On the outdoor side, however, this description of the “Humboldt Slide” suggests that landlords appear more willing to change the contracting terms:
“You start at this really great percentage, and you’re buddy-buddy and everything’s great,” Emily said. As the harvest approaches, growers inevitably begin to run out of money and get greedy, and the sharecroppers lose whatever leverage they had earlier in the growing cycle, when their daily attention was necessary for the young plants to survive. Emily’s wage the previous year was initially set at a third of the value of the plants that she harvested. Later, her boss “slid” her percentage to a sixth, meaning that she owned only a dozen of the eighty plants that she grew that season.
The explanation is that the laborers have no legal recourse, so the landlord is free to rewrite contracts as he pleases, but then wouldn’t we expect a slide in the case of the indoor operations as well?
I welcome suggestions for more systematic treatments for effects of the California legalization. One effect that I don’t expect is for it to have much of an impact on the average sobriety level at this weekend’s conference.

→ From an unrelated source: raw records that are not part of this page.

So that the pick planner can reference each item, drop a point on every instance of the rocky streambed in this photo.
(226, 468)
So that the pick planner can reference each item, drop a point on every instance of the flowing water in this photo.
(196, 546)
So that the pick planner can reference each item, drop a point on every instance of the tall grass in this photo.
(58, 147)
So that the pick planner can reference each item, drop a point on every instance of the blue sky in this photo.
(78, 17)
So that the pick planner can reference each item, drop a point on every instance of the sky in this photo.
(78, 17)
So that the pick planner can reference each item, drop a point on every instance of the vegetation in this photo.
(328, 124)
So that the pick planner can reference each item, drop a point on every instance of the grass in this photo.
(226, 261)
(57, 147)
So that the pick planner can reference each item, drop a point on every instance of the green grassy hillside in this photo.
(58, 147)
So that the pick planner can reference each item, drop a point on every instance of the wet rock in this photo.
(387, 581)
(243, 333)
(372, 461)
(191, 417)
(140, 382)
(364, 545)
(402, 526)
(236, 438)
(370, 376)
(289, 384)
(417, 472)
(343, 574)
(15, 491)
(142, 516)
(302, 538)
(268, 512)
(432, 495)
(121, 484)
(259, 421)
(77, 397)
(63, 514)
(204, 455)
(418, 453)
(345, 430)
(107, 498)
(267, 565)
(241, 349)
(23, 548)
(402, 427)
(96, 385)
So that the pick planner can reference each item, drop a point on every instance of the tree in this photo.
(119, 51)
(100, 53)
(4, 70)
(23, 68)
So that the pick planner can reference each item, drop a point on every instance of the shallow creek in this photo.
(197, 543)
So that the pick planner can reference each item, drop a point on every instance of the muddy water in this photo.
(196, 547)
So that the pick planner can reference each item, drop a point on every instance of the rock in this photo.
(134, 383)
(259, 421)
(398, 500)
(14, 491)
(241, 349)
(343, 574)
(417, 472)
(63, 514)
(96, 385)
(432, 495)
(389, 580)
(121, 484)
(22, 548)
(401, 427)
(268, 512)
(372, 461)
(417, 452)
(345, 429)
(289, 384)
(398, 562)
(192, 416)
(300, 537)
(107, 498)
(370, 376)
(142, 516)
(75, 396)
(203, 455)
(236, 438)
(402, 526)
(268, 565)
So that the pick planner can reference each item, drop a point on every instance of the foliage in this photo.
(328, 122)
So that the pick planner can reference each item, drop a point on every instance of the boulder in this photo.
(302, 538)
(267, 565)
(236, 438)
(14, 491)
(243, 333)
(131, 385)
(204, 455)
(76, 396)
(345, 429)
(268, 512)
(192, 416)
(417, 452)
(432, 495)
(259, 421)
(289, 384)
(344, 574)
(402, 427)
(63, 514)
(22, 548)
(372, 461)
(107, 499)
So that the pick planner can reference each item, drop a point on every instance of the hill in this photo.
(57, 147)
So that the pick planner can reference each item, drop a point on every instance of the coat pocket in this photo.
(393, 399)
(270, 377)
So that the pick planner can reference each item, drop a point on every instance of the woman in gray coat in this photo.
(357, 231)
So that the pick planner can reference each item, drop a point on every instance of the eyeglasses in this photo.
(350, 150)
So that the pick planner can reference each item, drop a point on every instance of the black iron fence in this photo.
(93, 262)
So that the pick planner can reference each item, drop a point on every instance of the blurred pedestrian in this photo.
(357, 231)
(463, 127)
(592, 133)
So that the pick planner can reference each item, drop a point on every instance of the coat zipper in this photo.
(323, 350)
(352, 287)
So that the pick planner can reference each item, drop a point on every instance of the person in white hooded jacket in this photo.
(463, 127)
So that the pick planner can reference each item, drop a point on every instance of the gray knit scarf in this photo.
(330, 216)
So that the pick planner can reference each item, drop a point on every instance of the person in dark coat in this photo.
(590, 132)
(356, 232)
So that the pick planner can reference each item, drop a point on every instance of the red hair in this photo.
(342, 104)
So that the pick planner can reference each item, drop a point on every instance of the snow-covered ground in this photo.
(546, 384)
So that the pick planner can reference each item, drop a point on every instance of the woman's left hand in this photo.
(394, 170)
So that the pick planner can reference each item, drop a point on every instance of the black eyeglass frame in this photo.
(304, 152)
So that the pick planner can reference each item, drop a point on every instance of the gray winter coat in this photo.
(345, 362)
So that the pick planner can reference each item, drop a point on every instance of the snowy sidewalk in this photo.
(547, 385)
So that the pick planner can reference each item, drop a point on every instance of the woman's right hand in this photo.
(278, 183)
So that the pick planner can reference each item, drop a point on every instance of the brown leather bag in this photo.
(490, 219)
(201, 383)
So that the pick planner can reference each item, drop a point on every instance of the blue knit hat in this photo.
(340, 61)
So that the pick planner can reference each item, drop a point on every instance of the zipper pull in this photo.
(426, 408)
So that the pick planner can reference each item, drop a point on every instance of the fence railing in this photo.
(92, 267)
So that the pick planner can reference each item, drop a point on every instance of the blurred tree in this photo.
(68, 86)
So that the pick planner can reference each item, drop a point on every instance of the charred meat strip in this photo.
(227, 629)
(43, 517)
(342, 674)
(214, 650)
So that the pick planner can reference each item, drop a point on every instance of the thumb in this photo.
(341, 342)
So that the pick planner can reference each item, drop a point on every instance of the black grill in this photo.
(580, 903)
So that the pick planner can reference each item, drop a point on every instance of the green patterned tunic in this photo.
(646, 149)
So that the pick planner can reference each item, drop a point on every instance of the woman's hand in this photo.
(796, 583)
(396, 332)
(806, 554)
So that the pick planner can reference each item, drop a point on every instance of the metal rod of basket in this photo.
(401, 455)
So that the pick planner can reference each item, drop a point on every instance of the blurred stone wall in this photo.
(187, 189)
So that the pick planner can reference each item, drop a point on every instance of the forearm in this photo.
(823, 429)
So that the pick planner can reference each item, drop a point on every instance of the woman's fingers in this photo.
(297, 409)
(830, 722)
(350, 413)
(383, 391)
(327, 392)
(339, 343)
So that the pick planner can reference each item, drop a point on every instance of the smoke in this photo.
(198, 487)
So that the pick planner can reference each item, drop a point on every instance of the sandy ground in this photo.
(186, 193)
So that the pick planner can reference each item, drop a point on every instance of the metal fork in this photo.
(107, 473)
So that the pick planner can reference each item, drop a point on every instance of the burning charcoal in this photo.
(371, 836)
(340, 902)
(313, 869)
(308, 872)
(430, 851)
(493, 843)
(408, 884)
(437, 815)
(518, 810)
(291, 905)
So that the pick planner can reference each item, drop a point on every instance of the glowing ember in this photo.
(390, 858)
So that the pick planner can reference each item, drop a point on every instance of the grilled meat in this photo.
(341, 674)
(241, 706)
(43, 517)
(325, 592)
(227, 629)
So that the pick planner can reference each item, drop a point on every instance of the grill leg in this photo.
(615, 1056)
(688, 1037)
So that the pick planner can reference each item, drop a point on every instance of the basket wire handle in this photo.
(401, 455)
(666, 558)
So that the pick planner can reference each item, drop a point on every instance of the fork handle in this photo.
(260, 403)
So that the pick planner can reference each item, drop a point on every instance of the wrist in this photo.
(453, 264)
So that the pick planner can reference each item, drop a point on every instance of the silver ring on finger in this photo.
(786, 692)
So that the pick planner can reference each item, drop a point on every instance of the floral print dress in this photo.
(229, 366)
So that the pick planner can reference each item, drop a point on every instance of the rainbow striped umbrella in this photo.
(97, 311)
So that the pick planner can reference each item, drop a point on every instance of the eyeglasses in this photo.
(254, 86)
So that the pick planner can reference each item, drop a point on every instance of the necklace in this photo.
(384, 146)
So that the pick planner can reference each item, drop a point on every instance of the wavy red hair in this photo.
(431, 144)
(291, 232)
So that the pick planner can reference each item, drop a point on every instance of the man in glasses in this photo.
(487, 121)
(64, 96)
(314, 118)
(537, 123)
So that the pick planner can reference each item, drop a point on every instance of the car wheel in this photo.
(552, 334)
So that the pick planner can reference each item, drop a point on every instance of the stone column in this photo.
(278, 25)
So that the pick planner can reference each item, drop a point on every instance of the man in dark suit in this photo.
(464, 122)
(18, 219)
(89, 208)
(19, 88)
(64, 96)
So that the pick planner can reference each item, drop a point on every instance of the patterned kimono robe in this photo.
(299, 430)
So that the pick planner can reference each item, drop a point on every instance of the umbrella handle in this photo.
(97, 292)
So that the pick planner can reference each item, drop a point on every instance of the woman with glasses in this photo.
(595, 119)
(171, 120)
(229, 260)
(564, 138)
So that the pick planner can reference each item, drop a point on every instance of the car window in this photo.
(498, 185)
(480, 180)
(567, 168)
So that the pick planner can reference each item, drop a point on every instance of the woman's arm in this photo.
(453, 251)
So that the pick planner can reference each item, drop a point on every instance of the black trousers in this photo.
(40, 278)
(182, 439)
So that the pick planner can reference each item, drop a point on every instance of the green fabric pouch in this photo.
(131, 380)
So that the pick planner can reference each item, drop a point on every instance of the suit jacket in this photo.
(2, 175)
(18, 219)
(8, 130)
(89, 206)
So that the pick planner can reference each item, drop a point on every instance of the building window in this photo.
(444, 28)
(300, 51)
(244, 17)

Entry filed under: Former Guest Bloggers, Institutions, Recommended Reading, Teaching.
1.
Tomas | 31 December 2008 at 9:23 pm
I haven’t read anything about the Humboldt slide anywhere else (Google’s first hit is this: http://adsabs.harvard.edu/abs/2003AGUFMOS22A1150S, which reads quite a bit like Bob Higgs’ video), but I’m kind of skeptical. Should we really believe that because “there are no signed contracts and recourse to the police or the courts is impossible,” that contract terms are changed unilaterally? Scott’s weapons of the weak? Milgrom and Roberts’ short term contracting? There are lots of reasons to believe that either the renegotiation was anticipated or that growers have enough power to stave off opportunistic behavior.
2.
John Kitzmiller | 1 January 2009 at 1:03 pm
It sounds complicated by a multitude of factors. Personally, the illegality of the trade resonates through the whole article. While statutory defined and allowed at a state level, the Federal Government regulations take precedent, and define the ability of Federal Organizations to not only put enormous pressure on the trade, but on local law enforcement, and although not stated, I suspect on the local judicial systems as well. For me, that peppers the whole industry, from the growers, to the pluckers, to the brokers, etc. The Humboldt area seems to be even at more risk given its well known, visible outdoor arena. The difference in indoor vs outdoor readjustments to understood contracts may be the result of added perceived risk, among other things.
My suspicion is that the fellow quoted in the article who saw the lights from the helicopter was not as think as we stoned he was.